Mr. Listyev first captured the public imagination in 1987, in the early, heady days of glasnost and perestroika, as one of the creators and hosts of "Vzglyad," or "Viewpoint," a news and talk show that introduced honesty to the airwaves.

He moved gracefully from serious news to pure entertainment and back. He created and emceed a Russian version of "Wheel of Fortune," then a Phil Donahue-like show that examined social issues, and, more recently, a Larry King-like interview show called "Chas Pik," or "Prime Time."

"Our hopes were killed with him," said Ludmilla Zavyelyeva, 37, who clung to the fence outside Ostankino. "Now we know everything is arbitrary. It can happen to anyone."

Nearby stood Irina Prokhanova, 40, holding two red carnations. Great tears rolled down her face.

"He was the best we had," she said. "He was our future. He was part of the younger, thinking generation. Undoubtedly he helped change our country.
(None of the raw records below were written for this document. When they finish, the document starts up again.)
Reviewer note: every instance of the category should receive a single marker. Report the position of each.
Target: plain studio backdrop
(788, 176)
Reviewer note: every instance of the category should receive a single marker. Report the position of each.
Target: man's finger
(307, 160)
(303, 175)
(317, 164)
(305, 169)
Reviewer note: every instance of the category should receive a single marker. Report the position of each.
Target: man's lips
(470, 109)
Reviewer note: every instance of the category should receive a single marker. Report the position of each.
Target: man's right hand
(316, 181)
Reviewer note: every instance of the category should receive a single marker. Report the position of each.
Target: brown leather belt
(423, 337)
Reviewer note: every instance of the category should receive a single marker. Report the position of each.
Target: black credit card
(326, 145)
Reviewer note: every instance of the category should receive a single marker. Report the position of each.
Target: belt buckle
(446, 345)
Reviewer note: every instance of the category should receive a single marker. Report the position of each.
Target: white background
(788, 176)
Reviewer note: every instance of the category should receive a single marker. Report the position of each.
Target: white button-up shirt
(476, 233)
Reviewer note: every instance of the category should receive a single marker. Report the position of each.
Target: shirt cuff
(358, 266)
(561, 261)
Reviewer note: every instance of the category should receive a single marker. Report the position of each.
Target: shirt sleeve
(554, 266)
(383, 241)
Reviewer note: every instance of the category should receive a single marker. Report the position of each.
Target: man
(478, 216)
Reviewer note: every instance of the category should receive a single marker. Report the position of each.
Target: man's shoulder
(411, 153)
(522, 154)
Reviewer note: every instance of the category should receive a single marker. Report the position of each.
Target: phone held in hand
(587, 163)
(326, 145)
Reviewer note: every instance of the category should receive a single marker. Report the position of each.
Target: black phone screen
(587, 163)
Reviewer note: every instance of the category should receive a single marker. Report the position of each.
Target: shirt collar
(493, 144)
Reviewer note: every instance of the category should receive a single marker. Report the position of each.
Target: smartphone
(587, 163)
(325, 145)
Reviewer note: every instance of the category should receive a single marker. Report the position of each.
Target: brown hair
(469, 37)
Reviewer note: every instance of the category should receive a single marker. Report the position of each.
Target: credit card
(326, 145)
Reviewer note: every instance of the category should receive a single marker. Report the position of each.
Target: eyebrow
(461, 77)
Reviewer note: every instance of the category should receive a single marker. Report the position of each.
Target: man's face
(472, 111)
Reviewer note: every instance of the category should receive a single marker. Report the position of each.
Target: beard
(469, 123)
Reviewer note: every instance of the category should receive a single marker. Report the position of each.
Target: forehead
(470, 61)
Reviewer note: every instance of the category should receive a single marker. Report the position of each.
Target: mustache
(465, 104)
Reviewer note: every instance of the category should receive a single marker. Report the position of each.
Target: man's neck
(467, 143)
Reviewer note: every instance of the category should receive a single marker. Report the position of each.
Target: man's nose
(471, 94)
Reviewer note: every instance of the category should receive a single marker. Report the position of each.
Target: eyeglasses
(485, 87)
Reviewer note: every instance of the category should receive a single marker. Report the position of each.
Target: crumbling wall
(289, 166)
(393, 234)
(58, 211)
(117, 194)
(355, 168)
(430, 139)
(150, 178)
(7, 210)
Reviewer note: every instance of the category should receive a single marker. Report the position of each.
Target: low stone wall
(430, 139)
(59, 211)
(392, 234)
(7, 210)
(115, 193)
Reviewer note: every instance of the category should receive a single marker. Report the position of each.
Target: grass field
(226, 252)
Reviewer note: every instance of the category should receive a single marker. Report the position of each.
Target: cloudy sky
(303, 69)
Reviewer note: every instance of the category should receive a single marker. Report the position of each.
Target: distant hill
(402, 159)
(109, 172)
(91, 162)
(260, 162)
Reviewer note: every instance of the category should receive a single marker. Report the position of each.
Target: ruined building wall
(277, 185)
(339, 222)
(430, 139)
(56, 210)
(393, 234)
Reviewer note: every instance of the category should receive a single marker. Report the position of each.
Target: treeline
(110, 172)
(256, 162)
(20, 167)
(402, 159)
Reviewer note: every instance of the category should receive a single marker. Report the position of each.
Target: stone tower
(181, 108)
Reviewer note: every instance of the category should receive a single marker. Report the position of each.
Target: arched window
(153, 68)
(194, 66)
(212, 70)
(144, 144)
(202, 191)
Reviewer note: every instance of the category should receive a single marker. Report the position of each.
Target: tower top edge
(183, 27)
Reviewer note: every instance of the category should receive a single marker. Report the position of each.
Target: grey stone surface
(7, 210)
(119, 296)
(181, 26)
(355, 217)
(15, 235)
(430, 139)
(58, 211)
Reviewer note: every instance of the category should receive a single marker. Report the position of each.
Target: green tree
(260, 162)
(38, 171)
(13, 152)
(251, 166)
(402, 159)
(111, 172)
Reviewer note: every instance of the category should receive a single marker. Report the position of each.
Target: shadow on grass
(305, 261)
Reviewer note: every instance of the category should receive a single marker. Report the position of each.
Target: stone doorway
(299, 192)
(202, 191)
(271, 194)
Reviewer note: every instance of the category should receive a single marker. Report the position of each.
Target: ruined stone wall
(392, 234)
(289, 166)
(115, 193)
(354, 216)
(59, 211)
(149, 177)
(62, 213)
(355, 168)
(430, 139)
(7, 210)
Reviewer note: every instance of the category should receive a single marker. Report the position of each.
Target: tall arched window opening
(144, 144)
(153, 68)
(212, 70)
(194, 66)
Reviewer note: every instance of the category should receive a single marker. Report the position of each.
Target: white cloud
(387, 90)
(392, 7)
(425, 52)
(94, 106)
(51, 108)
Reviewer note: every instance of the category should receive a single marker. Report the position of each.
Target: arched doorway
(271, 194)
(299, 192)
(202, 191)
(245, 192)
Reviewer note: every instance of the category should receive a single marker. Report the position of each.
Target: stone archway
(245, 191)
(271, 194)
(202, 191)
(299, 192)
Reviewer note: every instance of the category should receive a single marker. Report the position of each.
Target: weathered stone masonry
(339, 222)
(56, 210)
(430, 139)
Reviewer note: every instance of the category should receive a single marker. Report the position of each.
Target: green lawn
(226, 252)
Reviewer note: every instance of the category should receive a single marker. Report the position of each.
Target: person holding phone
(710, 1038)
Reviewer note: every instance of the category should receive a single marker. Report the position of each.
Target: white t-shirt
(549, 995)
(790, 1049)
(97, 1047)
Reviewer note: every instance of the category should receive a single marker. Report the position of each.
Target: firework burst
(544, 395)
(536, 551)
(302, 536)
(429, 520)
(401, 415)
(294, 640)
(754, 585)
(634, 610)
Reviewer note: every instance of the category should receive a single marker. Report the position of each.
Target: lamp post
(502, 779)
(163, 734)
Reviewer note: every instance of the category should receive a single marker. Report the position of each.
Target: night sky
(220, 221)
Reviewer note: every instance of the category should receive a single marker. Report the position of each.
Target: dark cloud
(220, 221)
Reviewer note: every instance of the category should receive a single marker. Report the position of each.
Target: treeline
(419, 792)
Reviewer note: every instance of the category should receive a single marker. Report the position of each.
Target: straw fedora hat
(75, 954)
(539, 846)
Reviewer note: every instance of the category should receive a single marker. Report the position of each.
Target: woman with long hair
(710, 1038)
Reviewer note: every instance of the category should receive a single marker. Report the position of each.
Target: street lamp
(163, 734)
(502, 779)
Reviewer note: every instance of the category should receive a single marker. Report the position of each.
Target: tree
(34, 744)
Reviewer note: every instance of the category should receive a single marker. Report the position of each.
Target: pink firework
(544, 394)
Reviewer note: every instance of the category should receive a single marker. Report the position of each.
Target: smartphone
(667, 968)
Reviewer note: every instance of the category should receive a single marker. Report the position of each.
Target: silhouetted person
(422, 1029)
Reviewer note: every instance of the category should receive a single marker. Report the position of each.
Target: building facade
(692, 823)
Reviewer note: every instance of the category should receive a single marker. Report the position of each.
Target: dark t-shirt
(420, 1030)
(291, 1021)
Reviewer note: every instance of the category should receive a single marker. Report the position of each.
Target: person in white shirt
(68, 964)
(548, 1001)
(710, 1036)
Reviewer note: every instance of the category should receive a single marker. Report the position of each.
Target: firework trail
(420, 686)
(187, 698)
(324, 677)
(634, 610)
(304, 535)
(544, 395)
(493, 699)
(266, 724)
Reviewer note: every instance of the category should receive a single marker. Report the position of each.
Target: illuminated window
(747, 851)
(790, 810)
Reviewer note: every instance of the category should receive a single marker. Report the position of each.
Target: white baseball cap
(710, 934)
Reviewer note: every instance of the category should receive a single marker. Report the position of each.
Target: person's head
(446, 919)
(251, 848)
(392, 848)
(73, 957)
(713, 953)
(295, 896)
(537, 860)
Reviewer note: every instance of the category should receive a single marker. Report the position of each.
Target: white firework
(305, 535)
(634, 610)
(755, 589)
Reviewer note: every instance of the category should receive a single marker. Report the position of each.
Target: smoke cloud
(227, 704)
I can only hope something will finally be done, but I don't have many hopes."

Mr. Yeltsin spoke slowly, gravely and without notes in his 10-minute talk with Ostankino employees. He moved barely a muscle. His voice rose to a near snarl, however, when he spoke of the fight against crime.

He spoke of the government of Uzbekistan, which has executed officials found to be corrupt.

"We fear ourselves," he said. "We fear turning Russia into a police state. We shirk tougher measures because of this fear."

The crowd outside found Mr. Yeltsin's words neither reassuring nor threatening: Nothing will happen, they said.

"It took 70 years for us to destruct," said Gennady Petrov, 27, a bartender.

"It will take another 70 years to construct something new."